We had some early programming difficulties with our custom microcontroller board that we thought might be hardware related, so we worked to transfer a program from one LaunchPad to a second LaunchPad. To transfer a program from one LP to another, set the things up with the JTAG pins from the first LP wired to those from the second. Connect the two grounds and power the second from your +3.3 volt source on the first. This is shown in the figure below. Once this was all set up, we were able to connect to the first LP via the Energia IDE and successfully programed the second with the 'blink' program by selecting download.

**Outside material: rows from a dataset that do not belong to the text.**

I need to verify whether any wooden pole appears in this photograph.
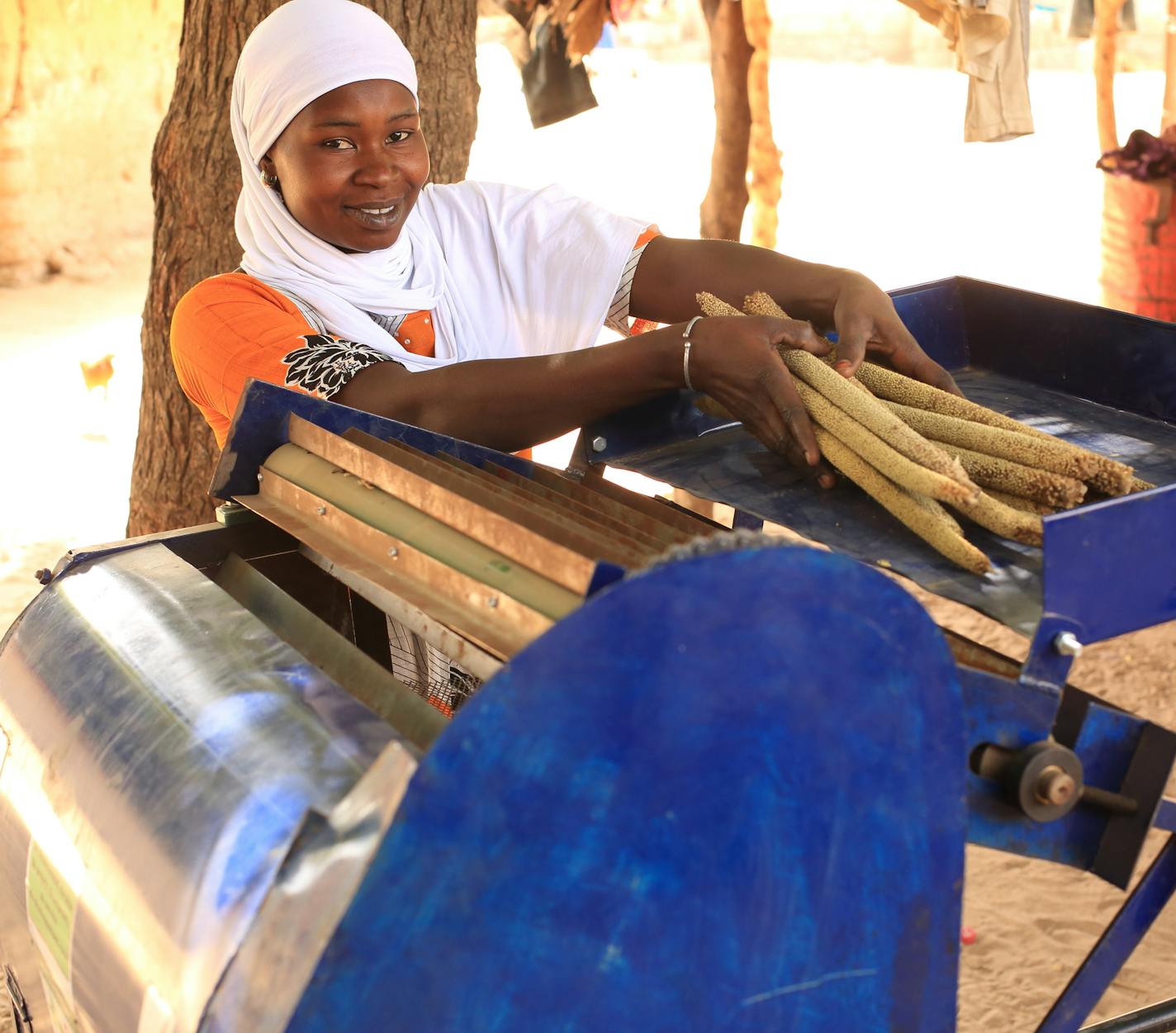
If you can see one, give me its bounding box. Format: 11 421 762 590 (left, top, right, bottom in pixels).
1159 0 1176 131
1095 0 1126 154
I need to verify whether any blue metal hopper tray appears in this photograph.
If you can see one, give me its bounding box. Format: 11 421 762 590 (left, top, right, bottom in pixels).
587 277 1176 642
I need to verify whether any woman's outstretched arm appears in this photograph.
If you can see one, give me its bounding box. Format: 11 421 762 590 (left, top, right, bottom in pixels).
334 316 832 483
629 236 960 394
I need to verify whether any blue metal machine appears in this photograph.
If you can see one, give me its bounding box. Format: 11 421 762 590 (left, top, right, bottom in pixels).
0 281 1176 1033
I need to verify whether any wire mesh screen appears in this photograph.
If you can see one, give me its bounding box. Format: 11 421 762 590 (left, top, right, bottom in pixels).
388 617 482 716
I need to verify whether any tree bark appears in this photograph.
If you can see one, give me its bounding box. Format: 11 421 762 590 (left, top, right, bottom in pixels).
1095 0 1124 154
127 0 477 535
740 0 783 248
699 0 752 239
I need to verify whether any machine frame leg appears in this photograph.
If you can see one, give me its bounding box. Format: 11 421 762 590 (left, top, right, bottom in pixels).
1037 836 1176 1033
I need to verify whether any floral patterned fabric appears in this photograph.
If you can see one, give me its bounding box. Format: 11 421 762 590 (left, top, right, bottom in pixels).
282 334 391 398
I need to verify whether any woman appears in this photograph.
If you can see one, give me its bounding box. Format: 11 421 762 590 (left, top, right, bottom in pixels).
172 0 955 486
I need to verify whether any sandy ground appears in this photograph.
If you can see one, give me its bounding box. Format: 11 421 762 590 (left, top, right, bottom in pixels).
0 46 1176 1033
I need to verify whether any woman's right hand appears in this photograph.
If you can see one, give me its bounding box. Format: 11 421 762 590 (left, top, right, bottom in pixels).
690 316 836 488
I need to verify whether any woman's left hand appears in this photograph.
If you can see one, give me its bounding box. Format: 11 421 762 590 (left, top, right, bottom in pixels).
832 272 962 395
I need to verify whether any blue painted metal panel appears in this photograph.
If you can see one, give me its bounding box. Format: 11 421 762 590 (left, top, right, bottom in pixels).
1037 836 1176 1033
1045 484 1176 642
890 277 968 370
289 549 965 1033
209 380 530 498
960 667 1145 871
959 277 1176 423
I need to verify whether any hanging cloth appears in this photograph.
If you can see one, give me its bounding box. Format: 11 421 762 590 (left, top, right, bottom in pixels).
901 0 1034 144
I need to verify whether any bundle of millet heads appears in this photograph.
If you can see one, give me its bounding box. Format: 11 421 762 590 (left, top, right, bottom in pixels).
697 291 1153 574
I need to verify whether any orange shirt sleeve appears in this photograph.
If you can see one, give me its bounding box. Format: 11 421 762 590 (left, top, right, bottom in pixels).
172 272 391 448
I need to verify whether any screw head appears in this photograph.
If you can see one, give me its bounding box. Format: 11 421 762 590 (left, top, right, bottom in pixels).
1032 764 1079 808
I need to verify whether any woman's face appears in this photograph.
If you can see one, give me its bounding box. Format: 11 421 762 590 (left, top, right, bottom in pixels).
260 78 429 252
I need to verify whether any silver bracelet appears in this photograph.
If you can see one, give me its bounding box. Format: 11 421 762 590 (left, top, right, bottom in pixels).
682 316 702 391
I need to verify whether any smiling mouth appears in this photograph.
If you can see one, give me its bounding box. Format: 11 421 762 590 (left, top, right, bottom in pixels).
347 201 403 230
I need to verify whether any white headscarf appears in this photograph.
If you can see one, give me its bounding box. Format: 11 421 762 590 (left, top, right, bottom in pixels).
232 0 643 369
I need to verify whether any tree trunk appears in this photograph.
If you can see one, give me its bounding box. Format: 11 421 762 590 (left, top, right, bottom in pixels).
127 0 477 535
699 0 752 239
740 0 783 248
1095 0 1124 154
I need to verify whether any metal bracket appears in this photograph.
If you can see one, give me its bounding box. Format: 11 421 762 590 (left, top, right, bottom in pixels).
1050 685 1176 889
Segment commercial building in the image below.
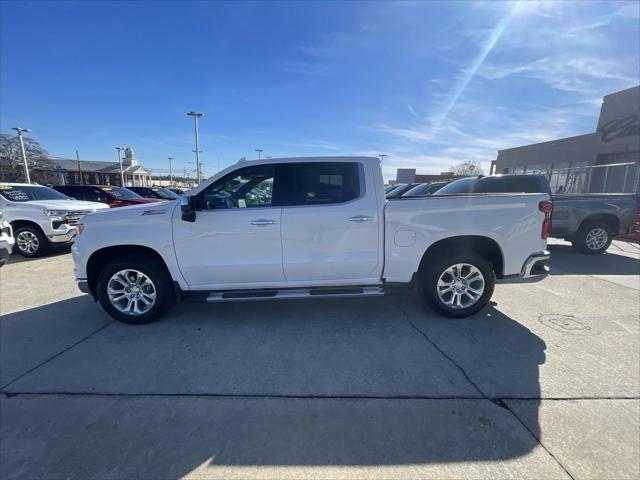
[1,147,151,186]
[390,168,460,183]
[491,86,640,193]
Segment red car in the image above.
[53,185,160,208]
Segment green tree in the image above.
[451,160,482,177]
[0,133,49,182]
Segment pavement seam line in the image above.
[0,391,640,402]
[0,320,115,392]
[391,302,490,400]
[393,304,575,480]
[502,402,575,480]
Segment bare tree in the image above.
[0,133,49,182]
[451,160,482,176]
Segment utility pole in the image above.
[187,112,204,184]
[13,127,31,183]
[116,147,126,187]
[76,150,84,185]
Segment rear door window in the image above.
[283,162,361,205]
[57,186,85,200]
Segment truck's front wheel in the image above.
[419,254,495,317]
[15,226,50,258]
[96,257,175,325]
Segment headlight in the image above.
[44,210,67,217]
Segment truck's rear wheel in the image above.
[96,257,175,325]
[15,226,51,258]
[571,222,613,255]
[418,253,495,317]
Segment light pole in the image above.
[187,112,204,184]
[13,127,31,183]
[116,147,126,187]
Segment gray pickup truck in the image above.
[551,193,639,255]
[435,175,639,255]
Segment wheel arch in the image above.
[578,213,620,236]
[418,235,504,278]
[86,245,171,297]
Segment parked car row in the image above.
[0,183,188,263]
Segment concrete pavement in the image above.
[0,242,640,479]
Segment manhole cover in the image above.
[540,314,600,336]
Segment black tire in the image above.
[571,221,614,255]
[418,253,496,318]
[96,256,176,325]
[14,225,51,258]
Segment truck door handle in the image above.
[251,218,276,225]
[349,215,372,222]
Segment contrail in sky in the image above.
[430,0,522,137]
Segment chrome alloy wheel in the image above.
[107,269,156,315]
[16,231,40,255]
[437,263,484,309]
[585,227,609,250]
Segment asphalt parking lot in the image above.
[0,241,640,479]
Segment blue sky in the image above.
[0,1,640,178]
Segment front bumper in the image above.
[47,227,78,244]
[520,250,551,278]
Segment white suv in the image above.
[0,183,109,257]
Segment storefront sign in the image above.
[600,115,640,142]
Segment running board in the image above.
[207,286,384,302]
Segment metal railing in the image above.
[547,162,640,193]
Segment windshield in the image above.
[0,185,71,202]
[151,188,178,200]
[436,177,476,195]
[100,187,142,200]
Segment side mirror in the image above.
[180,195,196,222]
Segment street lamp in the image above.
[187,112,204,184]
[12,127,31,183]
[116,147,126,187]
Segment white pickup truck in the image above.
[72,157,551,323]
[0,183,109,257]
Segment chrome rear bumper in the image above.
[520,250,551,278]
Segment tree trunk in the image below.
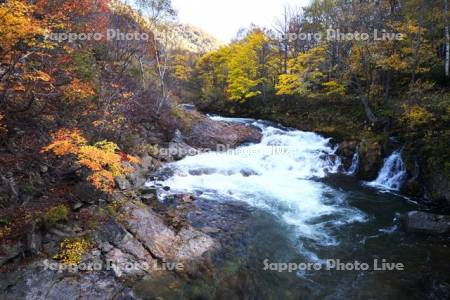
[444,0,450,78]
[359,94,378,124]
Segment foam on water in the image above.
[368,151,407,191]
[154,117,366,258]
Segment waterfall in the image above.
[369,151,407,191]
[345,146,359,176]
[153,117,366,254]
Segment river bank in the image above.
[0,112,449,299]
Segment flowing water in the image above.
[135,117,450,299]
[369,151,407,191]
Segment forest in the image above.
[0,0,450,299]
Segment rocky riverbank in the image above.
[0,111,261,299]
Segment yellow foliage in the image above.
[42,129,139,193]
[402,105,434,128]
[0,0,44,52]
[44,205,69,226]
[275,74,304,96]
[53,238,91,265]
[0,113,8,137]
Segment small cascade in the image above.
[369,151,407,191]
[345,146,359,176]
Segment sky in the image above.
[172,0,309,42]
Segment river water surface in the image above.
[135,117,450,299]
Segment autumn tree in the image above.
[42,129,139,193]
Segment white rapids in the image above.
[369,151,407,191]
[155,117,366,255]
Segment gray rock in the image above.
[119,203,214,261]
[0,242,24,267]
[114,177,131,191]
[0,261,137,300]
[185,111,262,151]
[139,186,157,195]
[405,211,450,234]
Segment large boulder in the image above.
[184,112,262,151]
[404,211,450,234]
[358,139,384,180]
[122,203,214,262]
[0,261,137,300]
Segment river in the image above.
[135,117,450,299]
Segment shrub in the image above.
[53,238,91,265]
[44,204,69,226]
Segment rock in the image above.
[114,177,131,191]
[0,261,137,300]
[139,185,157,195]
[184,112,262,151]
[404,211,450,234]
[118,203,214,261]
[74,181,101,204]
[0,242,24,267]
[72,202,84,211]
[40,165,48,173]
[98,219,155,277]
[141,194,157,203]
[358,140,384,180]
[201,227,220,233]
[27,220,42,255]
[183,195,194,203]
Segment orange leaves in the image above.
[62,78,97,101]
[23,71,52,82]
[0,0,44,52]
[41,129,87,156]
[42,129,139,193]
[0,113,8,137]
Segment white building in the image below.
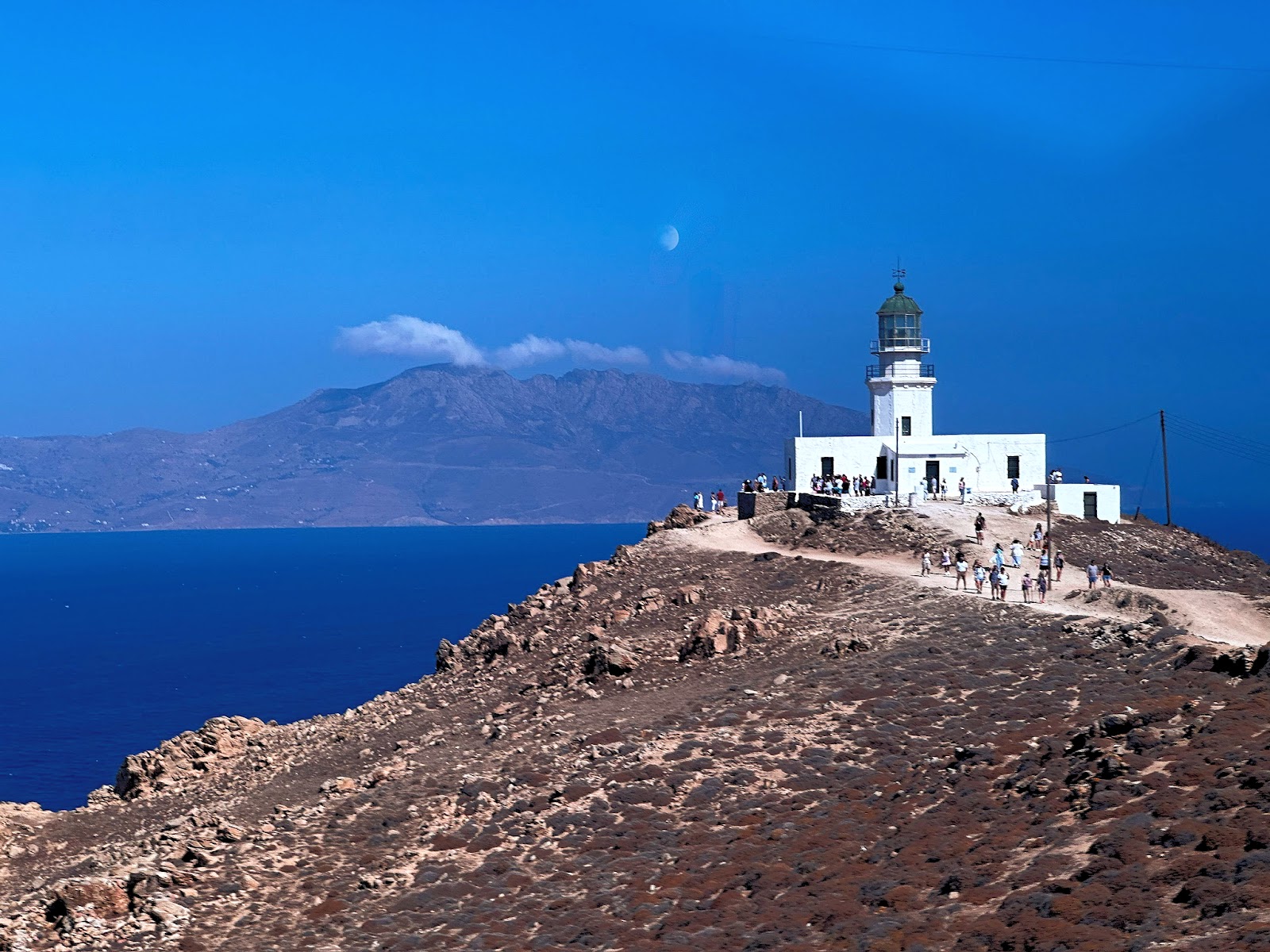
[785,273,1120,522]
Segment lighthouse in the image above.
[865,271,935,436]
[785,271,1097,518]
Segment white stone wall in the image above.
[785,433,1045,497]
[785,436,895,493]
[868,377,935,440]
[955,433,1045,493]
[1048,482,1120,524]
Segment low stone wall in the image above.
[737,491,795,519]
[965,489,1045,506]
[794,493,908,512]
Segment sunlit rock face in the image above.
[0,512,1270,950]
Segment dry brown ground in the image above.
[0,508,1270,952]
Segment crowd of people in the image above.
[919,512,1115,603]
[811,474,878,497]
[692,489,728,512]
[741,472,789,493]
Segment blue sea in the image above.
[0,524,644,810]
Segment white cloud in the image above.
[491,334,568,370]
[662,351,786,386]
[335,313,649,370]
[335,313,487,367]
[564,339,648,367]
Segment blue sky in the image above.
[0,2,1270,523]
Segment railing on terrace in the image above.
[865,363,935,379]
[868,338,931,354]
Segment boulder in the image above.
[114,717,264,800]
[586,639,639,678]
[679,608,745,662]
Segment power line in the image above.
[1138,443,1160,510]
[745,33,1270,74]
[1170,417,1270,455]
[1170,427,1270,463]
[1046,413,1154,444]
[1168,414,1270,452]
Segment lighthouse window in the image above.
[878,313,921,347]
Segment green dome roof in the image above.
[878,281,922,315]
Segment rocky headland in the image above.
[0,506,1270,952]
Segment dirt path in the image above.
[664,515,1270,645]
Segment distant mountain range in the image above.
[0,364,868,532]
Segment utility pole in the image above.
[895,416,899,509]
[1160,410,1173,525]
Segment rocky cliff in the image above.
[0,510,1270,952]
[0,366,868,531]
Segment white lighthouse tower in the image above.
[865,271,935,438]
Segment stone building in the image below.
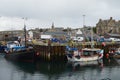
[96,17,120,35]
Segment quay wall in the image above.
[28,42,120,62]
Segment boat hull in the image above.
[5,50,35,61]
[67,56,99,62]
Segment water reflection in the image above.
[0,53,120,80]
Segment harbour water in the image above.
[0,54,120,80]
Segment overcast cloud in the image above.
[0,0,120,30]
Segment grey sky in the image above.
[0,0,120,30]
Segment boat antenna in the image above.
[24,18,27,47]
[24,24,27,46]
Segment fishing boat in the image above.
[66,47,104,62]
[5,41,35,61]
[5,27,35,61]
[113,48,120,59]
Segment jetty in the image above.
[28,41,120,62]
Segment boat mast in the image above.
[24,18,27,47]
[24,24,27,47]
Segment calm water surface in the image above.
[0,54,120,80]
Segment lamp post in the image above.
[83,15,85,28]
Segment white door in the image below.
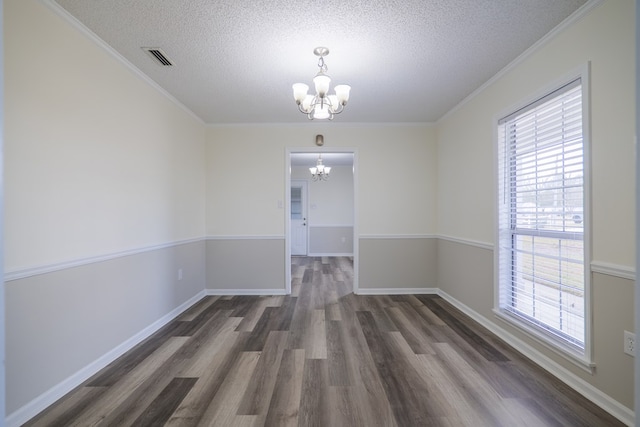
[291,179,308,255]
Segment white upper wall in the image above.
[437,0,635,267]
[4,0,205,273]
[207,124,436,237]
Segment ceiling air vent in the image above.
[142,47,173,67]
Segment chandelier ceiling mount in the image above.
[293,46,351,120]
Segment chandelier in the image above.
[309,154,331,181]
[293,47,351,120]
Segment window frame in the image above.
[493,63,595,372]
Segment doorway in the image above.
[284,148,358,294]
[289,179,309,256]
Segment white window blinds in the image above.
[498,79,585,351]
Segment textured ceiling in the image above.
[52,0,586,124]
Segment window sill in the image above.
[493,309,596,375]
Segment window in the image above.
[496,78,588,359]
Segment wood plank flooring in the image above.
[26,257,622,427]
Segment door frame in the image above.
[284,147,360,295]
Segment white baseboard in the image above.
[437,290,635,426]
[5,291,205,427]
[205,288,287,296]
[356,288,438,295]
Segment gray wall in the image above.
[6,240,205,414]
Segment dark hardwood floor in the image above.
[27,257,622,427]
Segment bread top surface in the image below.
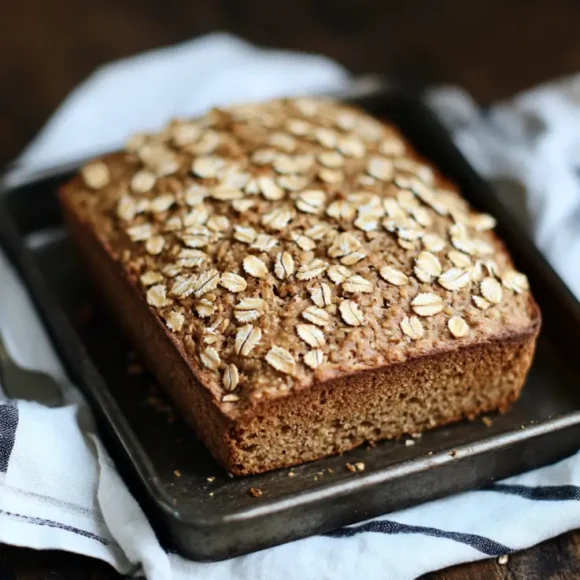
[63,99,537,416]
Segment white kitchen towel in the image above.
[0,35,580,580]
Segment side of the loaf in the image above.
[59,193,236,469]
[227,319,539,474]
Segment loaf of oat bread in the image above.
[60,99,540,474]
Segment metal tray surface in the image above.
[0,92,580,561]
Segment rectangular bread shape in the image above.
[60,99,540,475]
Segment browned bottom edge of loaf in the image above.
[62,196,539,475]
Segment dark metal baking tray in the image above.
[0,91,580,560]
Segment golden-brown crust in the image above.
[60,97,540,474]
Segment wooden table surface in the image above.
[0,0,580,580]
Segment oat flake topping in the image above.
[73,99,529,407]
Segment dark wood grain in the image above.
[0,0,580,580]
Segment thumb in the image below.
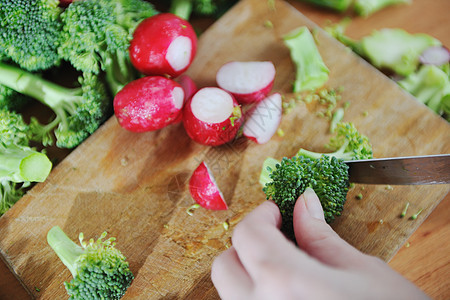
[293,188,364,268]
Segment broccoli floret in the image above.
[59,0,156,95]
[325,19,441,76]
[283,26,329,93]
[0,108,52,215]
[47,226,134,300]
[169,0,237,20]
[397,65,450,115]
[297,122,373,160]
[0,0,62,71]
[263,155,349,236]
[0,84,31,111]
[353,0,411,17]
[0,62,112,148]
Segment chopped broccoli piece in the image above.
[297,122,373,160]
[0,0,62,71]
[59,0,156,95]
[0,108,52,215]
[353,0,411,17]
[0,62,111,148]
[283,26,329,93]
[47,226,134,299]
[263,155,349,236]
[397,65,450,114]
[169,0,236,20]
[325,23,441,76]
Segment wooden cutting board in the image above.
[0,0,450,299]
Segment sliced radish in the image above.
[129,13,197,77]
[114,76,184,132]
[189,162,228,210]
[183,87,243,146]
[243,93,282,144]
[420,46,450,66]
[216,61,275,104]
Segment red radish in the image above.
[174,74,198,123]
[114,76,184,132]
[243,93,282,144]
[129,13,197,77]
[216,61,275,104]
[189,162,228,210]
[183,87,243,146]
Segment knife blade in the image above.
[345,154,450,185]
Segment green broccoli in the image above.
[297,122,373,160]
[283,26,329,93]
[0,0,62,71]
[325,19,441,76]
[397,65,450,115]
[47,226,134,300]
[0,108,52,215]
[263,155,350,237]
[353,0,411,17]
[58,0,156,95]
[169,0,237,20]
[0,62,112,148]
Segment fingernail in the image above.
[303,187,325,220]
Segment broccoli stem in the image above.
[0,145,52,183]
[0,62,82,112]
[169,0,192,20]
[47,226,84,277]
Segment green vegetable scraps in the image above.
[47,226,134,299]
[283,26,329,93]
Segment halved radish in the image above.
[174,74,198,123]
[189,162,228,210]
[129,13,197,77]
[216,61,275,104]
[243,93,282,144]
[183,87,243,146]
[114,76,184,132]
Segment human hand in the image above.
[211,189,428,300]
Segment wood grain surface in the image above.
[0,0,450,299]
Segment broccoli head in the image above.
[297,122,373,160]
[0,108,52,215]
[0,62,112,148]
[59,0,156,94]
[263,155,349,237]
[0,0,62,71]
[47,226,134,299]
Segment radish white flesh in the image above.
[243,93,282,144]
[216,61,275,104]
[189,162,228,210]
[114,76,184,132]
[420,46,450,66]
[183,87,243,146]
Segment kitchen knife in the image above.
[345,154,450,185]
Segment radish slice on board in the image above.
[243,93,282,144]
[114,76,184,132]
[183,87,243,146]
[216,61,275,104]
[129,13,197,77]
[189,162,228,210]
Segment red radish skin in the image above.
[242,93,282,144]
[216,61,275,104]
[174,74,198,123]
[183,87,243,146]
[129,13,197,78]
[189,162,228,210]
[114,76,184,132]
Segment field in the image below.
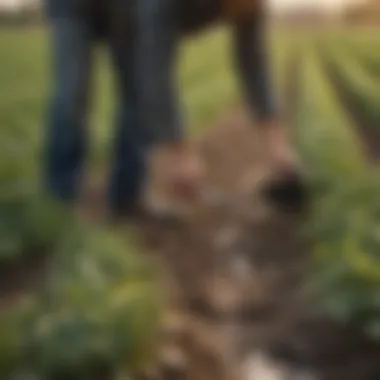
[0,28,380,380]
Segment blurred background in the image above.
[0,0,380,380]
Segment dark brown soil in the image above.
[0,53,380,380]
[133,104,380,380]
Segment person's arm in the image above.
[234,7,278,124]
[136,0,182,143]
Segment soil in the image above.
[0,56,380,380]
[134,96,380,380]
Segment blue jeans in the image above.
[45,17,145,209]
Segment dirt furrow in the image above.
[137,54,380,380]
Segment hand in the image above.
[142,142,203,218]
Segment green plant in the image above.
[0,227,161,380]
[295,48,380,339]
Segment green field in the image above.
[0,25,380,380]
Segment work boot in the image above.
[262,123,307,210]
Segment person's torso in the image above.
[45,0,262,34]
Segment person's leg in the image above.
[109,25,146,214]
[44,17,93,202]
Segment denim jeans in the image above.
[45,17,145,209]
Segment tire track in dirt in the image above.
[319,48,380,163]
[138,50,380,380]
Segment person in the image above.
[136,0,298,217]
[44,0,144,218]
[46,0,295,220]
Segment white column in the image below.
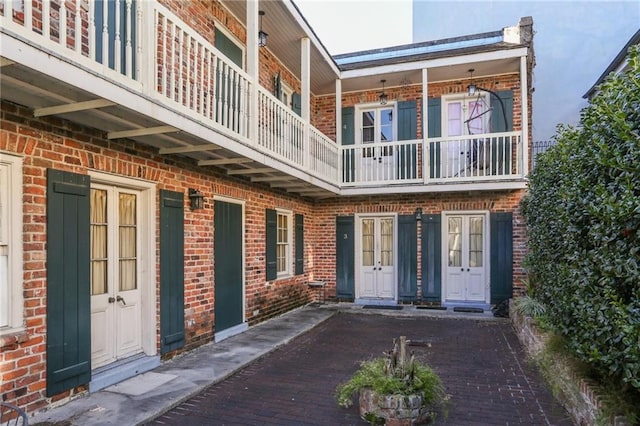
[336,78,343,186]
[247,0,260,144]
[422,68,431,185]
[520,56,529,176]
[300,37,311,168]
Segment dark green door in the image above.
[213,201,244,333]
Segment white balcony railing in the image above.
[0,0,523,187]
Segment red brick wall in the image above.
[312,190,526,298]
[312,73,531,140]
[0,101,315,411]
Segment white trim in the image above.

Using what we learned from the above experiment, we were able to program our custom circuit board. Our method for powering the board is shown in the main figure for this research note. While it does not show up well, there is a red wire leading from the 3.3 volt pin on the launchpad board to the power pin on the new board. The connection of this wire to the launchpad is indicated by a white arrow. The ground wire is the green wire in this figure. To test our ability to program in this way, we used the Energia IDE to transfer a simple blink program to the custom board. Our ability to control the rgb led using this method indicated that it did work.
So what comes next? Well, next we have to get the WheeTrometer firmware all debugged and load it on the custom board. then we have to build the optical hardware and get the CCD secured on that. Then we write the user interface and we are all done. So maybe we are not all that close to being finished with this project but we are making progress.